За красивыми словами о выводе «всех войск» скрывалась суть: Советскому Союзу было несравненно важнее оставаться в центре Европы, нежели кому бы то ни было. Это наша армия пришла в Европу, гоня гитлеровцев с нашей Родины, и создала против новой агрессии заслон в виде блока социалистических государств. Находясь в Австрии, мы имели мощный рычаг влияния на европейскую политику. И самое главное — сдача своих позиций в любой игре является признаком слабости или глупости. Вывод советских войск из Австрии, осуществлённый в 1955 году по указанию Н.С. Хрущёва, нанёс большой ущерб геополитическим интересам Советского Союза и существенно изменил расстановку сил в Центральной Европе не в пользу нашей страны. Ставшая прозрачной австро-венгерская граница позволила вернуться в Венгрию бывшим фашистам Миклоша Хорти, которые теперь начали работать на спецслужбы США и Великобритании. Итогом стал вооружённый мятеж в Венгрии осенью 1956 года, для подавления которого СССР пришлось использовать войска[137]. Обратите внимание на даты: в 1955 году мы ушли из Австрии, а в 1956 году нас уже чуть не «ушли» из Венгрии[138]. Россия даёт слабину, во главе её идиот (предатель) Хрущёв — нужно давить по всем фронтам[139]. Именно поэтому при Сталине, который не делал глупостей во внешней политике, никаких восстаний нигде не было. Сдать тогда ещё и Венгрию означало получить подобные выступления «доведённых до отчаяния» агентов ЦРУ и МИ-6, бывших нацистов, получивших обещания и деньги, а также просто обманутых пропагандой людей во всех остальных странах, вошедших в зону влияния СССР. Не забывайте: колоссальная война закончилась всего чуть более десяти лет назад, все, кто боролся против России, были живы и полны сил…

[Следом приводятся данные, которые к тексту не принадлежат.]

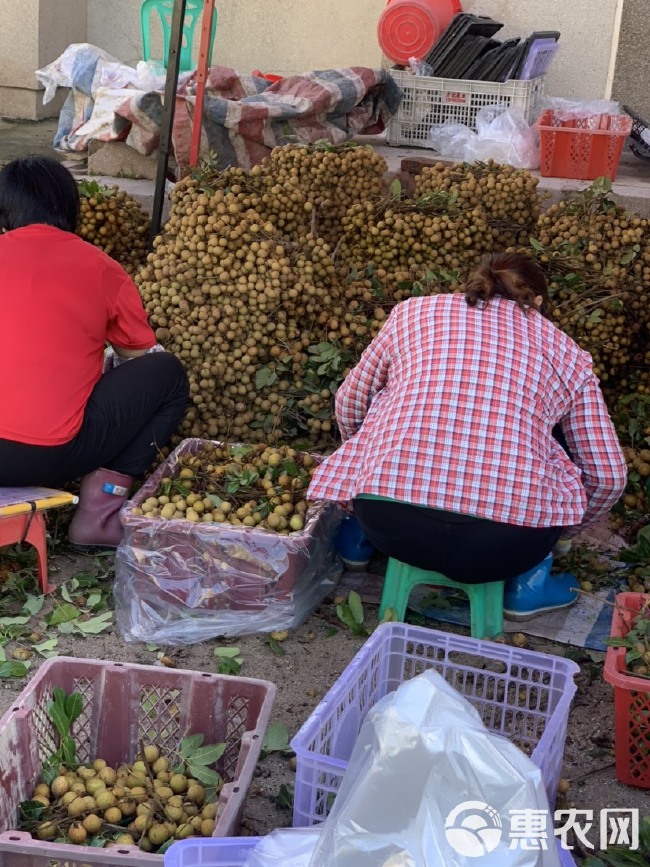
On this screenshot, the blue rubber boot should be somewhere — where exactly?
[503,554,578,621]
[335,515,375,570]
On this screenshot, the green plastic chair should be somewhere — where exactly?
[379,557,505,638]
[140,0,217,72]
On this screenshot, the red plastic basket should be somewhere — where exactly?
[603,593,650,789]
[537,109,632,181]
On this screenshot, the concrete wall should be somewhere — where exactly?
[0,0,628,118]
[612,0,650,123]
[463,0,616,99]
[88,0,385,75]
[0,0,87,120]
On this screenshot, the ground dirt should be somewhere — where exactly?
[0,545,650,860]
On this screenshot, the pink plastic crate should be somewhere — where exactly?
[291,623,580,828]
[0,657,276,867]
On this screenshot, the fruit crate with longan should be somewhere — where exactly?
[114,439,342,643]
[0,657,276,867]
[603,593,650,789]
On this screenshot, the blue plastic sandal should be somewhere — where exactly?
[503,554,578,621]
[335,515,375,570]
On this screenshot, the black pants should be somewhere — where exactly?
[0,352,189,486]
[354,498,562,584]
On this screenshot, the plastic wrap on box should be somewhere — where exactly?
[114,439,342,645]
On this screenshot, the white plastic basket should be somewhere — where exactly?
[387,69,544,147]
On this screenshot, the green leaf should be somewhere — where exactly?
[61,735,77,767]
[0,662,29,678]
[255,367,278,389]
[262,722,290,755]
[275,783,293,810]
[65,692,84,725]
[47,702,70,738]
[156,837,176,855]
[187,762,222,786]
[74,611,113,635]
[264,635,287,656]
[32,636,59,659]
[86,591,102,609]
[214,647,241,659]
[18,801,47,820]
[188,744,226,765]
[0,614,30,626]
[47,602,81,626]
[178,734,205,759]
[22,595,45,617]
[348,590,363,623]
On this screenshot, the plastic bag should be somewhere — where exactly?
[430,106,540,169]
[310,670,560,867]
[542,96,622,121]
[103,343,166,373]
[35,42,134,105]
[113,439,343,645]
[244,826,322,867]
[409,57,433,76]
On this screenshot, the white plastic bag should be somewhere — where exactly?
[244,826,321,867]
[430,106,540,169]
[310,670,560,867]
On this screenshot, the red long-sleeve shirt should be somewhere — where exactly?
[308,294,627,527]
[0,224,156,446]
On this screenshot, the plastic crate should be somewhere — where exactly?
[164,829,576,867]
[603,593,650,789]
[386,69,544,148]
[113,438,343,645]
[0,657,276,867]
[537,109,632,181]
[291,623,579,827]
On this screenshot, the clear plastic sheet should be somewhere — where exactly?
[114,439,343,645]
[309,671,561,867]
[430,106,540,169]
[244,826,322,867]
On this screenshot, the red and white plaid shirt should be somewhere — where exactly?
[308,293,627,527]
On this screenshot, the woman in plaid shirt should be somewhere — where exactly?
[308,254,627,617]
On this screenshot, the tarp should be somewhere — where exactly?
[36,43,402,169]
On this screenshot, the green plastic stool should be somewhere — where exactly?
[379,557,505,638]
[140,0,217,72]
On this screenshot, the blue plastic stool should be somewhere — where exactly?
[379,557,505,638]
[140,0,217,72]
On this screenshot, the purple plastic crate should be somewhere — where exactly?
[291,623,580,828]
[164,837,576,867]
[164,837,262,867]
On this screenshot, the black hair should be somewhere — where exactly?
[0,156,80,232]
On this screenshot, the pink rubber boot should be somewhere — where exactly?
[68,469,133,551]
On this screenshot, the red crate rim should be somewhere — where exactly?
[603,592,650,692]
[535,108,633,137]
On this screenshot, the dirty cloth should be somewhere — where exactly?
[36,43,402,169]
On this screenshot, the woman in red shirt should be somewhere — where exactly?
[0,157,188,548]
[308,255,626,617]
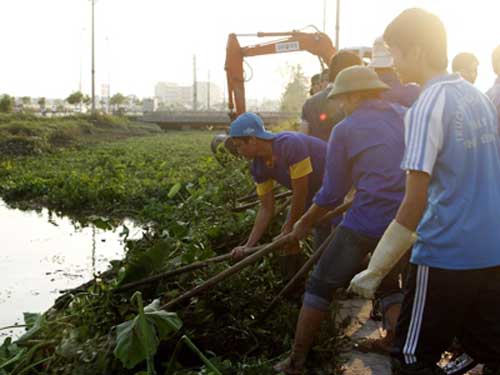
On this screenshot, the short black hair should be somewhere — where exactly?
[451,52,479,72]
[491,45,500,76]
[384,8,448,69]
[311,73,321,85]
[328,51,363,82]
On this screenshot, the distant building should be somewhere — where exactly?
[155,82,193,106]
[155,81,224,110]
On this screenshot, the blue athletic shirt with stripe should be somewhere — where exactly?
[314,99,407,238]
[401,74,500,270]
[377,71,420,107]
[251,132,326,207]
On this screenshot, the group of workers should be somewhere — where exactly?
[229,8,500,375]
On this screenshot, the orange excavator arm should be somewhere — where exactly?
[225,31,336,118]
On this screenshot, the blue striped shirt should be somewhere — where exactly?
[402,75,500,269]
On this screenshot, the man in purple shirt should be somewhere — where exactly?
[486,46,500,113]
[275,66,406,374]
[229,112,330,279]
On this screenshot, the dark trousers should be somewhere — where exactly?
[393,264,500,374]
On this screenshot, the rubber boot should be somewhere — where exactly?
[274,306,328,374]
[355,303,401,354]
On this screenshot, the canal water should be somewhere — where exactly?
[0,200,142,345]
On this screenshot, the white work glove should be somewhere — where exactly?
[348,220,417,298]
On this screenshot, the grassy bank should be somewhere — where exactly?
[0,131,348,375]
[0,113,161,158]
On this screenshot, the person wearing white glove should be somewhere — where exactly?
[349,220,417,298]
[368,8,500,375]
[274,66,406,374]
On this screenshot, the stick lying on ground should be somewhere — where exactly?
[113,195,290,293]
[113,246,263,293]
[236,186,286,203]
[231,191,292,212]
[161,234,293,310]
[161,201,352,310]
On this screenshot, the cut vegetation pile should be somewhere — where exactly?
[0,132,348,375]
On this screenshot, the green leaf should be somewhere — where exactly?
[114,292,182,369]
[168,182,182,199]
[16,313,45,343]
[113,316,160,369]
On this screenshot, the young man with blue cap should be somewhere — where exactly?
[351,8,500,375]
[229,112,330,278]
[368,37,420,107]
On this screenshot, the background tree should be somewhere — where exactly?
[82,95,92,105]
[66,91,83,105]
[0,94,15,113]
[109,92,127,107]
[280,65,307,112]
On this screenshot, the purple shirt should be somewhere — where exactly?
[314,100,406,238]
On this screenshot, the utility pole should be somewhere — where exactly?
[103,37,111,113]
[193,55,198,111]
[323,0,326,33]
[207,70,211,110]
[90,0,96,115]
[78,27,85,92]
[335,0,340,51]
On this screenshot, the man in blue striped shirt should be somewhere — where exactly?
[351,8,500,374]
[486,46,500,117]
[275,66,406,374]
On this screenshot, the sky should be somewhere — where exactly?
[0,0,500,99]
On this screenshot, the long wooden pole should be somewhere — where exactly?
[113,246,263,293]
[161,234,294,310]
[161,202,352,310]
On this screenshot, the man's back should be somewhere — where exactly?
[302,87,344,142]
[402,75,500,269]
[315,100,406,238]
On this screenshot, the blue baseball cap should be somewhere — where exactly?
[229,112,276,139]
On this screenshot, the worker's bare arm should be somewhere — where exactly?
[281,175,309,234]
[231,191,274,259]
[396,171,431,232]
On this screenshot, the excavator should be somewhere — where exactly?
[211,26,371,160]
[224,31,336,119]
[211,30,336,161]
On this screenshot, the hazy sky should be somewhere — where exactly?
[0,0,500,98]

И ещё один немаловажный факт. Наша армия не вышла из Австрии, а почти убежала оттуда. Срок вывода войск в три месяца никакими обстоятельствами не обусловливался, спешить было некуда, мало того что и выводить войска было не нужно. Так что вывод войск в ущерб геополитическим интересам Советского Союза, и к тому же ускоренно, придумали не Горбачёв (Афганистан) и не Ельцин (Германия), а Хрущёв.

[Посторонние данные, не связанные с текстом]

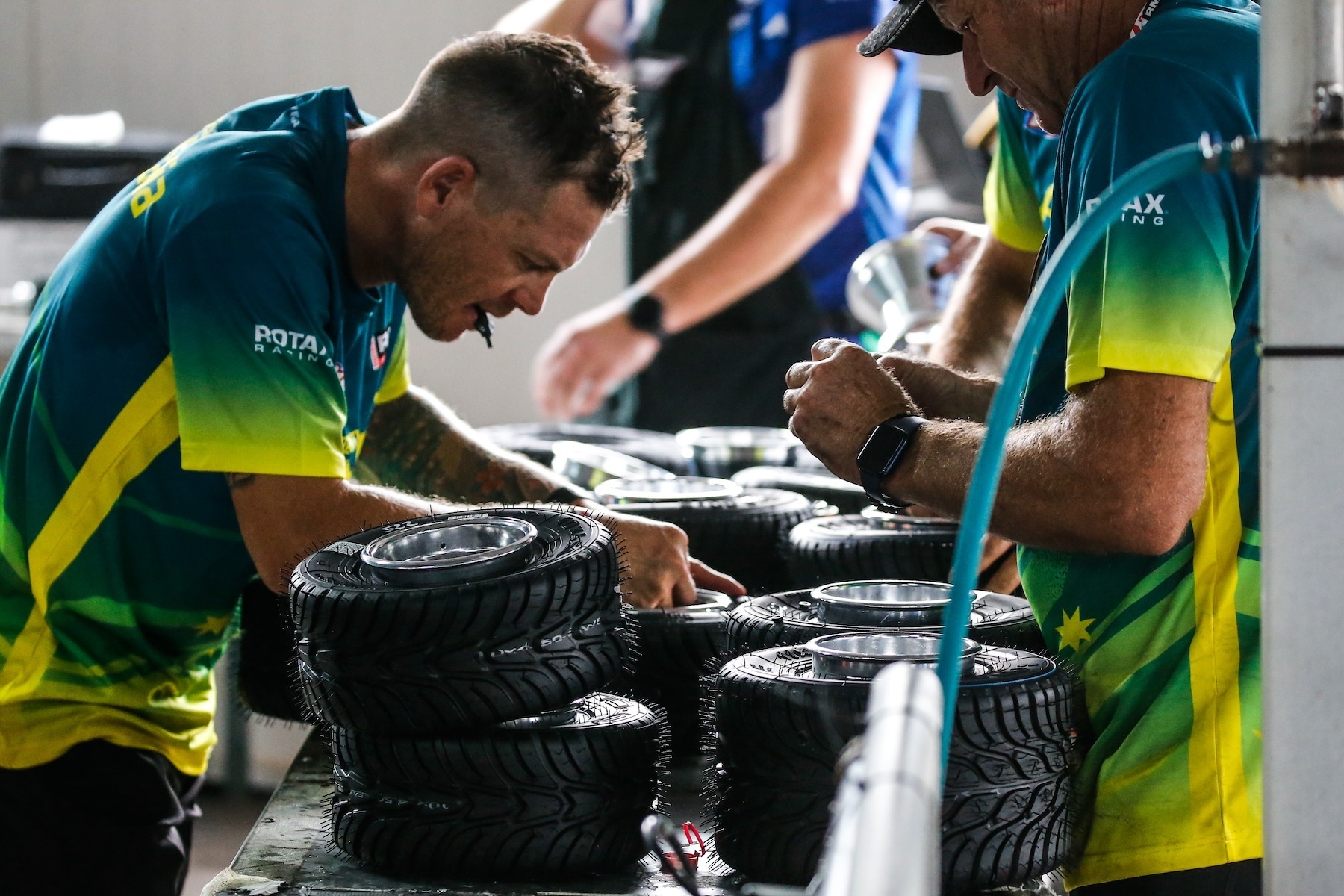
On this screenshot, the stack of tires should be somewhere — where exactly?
[290,508,667,879]
[786,508,958,588]
[628,588,732,756]
[595,476,823,594]
[723,579,1045,657]
[732,466,870,513]
[477,423,691,473]
[707,582,1074,893]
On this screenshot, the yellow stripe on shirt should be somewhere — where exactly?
[1189,361,1262,862]
[0,356,178,709]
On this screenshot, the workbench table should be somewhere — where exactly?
[212,732,741,896]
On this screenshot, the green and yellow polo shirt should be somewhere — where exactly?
[0,89,408,775]
[1021,0,1262,886]
[984,90,1059,254]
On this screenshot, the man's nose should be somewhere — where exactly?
[514,286,551,317]
[961,34,995,97]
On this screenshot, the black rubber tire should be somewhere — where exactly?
[290,506,628,735]
[331,693,667,880]
[781,516,958,590]
[232,579,313,721]
[626,596,729,756]
[476,423,691,476]
[707,767,835,886]
[715,647,1075,893]
[732,466,870,513]
[724,588,1045,657]
[610,489,817,594]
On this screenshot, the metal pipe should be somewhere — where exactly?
[808,662,942,896]
[1312,0,1344,133]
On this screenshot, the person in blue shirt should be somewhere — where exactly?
[499,0,919,430]
[785,0,1265,896]
[921,90,1059,373]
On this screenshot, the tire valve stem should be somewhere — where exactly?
[476,305,494,348]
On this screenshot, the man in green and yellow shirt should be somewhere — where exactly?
[0,35,741,896]
[786,0,1263,896]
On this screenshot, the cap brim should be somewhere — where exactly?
[859,0,961,57]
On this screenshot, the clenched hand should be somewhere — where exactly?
[783,338,919,482]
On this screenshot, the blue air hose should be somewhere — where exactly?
[938,137,1230,775]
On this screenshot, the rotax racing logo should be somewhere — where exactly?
[1087,193,1166,227]
[252,324,332,367]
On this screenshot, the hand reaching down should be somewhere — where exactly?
[588,508,746,609]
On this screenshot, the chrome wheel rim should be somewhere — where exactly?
[360,516,538,585]
[594,476,742,504]
[805,632,980,681]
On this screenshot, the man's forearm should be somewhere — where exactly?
[883,420,1091,551]
[494,0,598,40]
[360,387,567,504]
[929,237,1035,373]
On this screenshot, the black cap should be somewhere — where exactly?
[859,0,961,57]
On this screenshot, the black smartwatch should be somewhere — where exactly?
[859,414,927,513]
[625,293,668,343]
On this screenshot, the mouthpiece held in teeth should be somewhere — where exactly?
[476,305,494,348]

Ну и напоследок для всех любителей призывать Россию каяться. В геополитике нет эмоций и нет места оценкам на их основе. Здесь оценивают только одно — силу. Слово «благодарность» в геополитике просто отсутствует. Самые, казалось бы, моральные поступки в сфере геополитики не приведут ни к чему хорошему, если они являются односторонней сдачей позиций. Вот один из примеров, как впоследствии Австрия отблагодарила своих освободителей, давших ей возможность в 1955 году восстановить независимость и полный суверенитет. Спустя 24 года после вывода наших войск, в 1979 году научный сотрудник Государственного Эрмитажа Сергей Андросов на одной из выставок в Вене случайно увидел изящную бронзовую статую «Летящий Меркурий». Она была похищена немецкими войсками из Павловского парка под Санкт-Петербургом во время Великой Отечественной войны и является единственной бронзовой копией всемирно известной скульптуры Меркурия, бога торговли и покровителя искусств, работы выдающегося итальянского мастера эпохи Возрождения Джованни Болоньи[140]. СССР заявил о находке и попросил вернуть статую. «Благодарная» австрийская сторона под разными предлогами не хотела её возвращать. Переговоры об очевидном факте велись 25 (!) лет. Наконец, только 5 мая 2005 года, накануне 60-летия Великой Победы и 50-летия восстановления независимости и суверенитета Австрии, её посол в Москве Мартин Вукович на торжественной церемонии в Государственном музее изобразительных искусств имени А.С. Пушкина передал России скульптуру «Летящий Меркурий».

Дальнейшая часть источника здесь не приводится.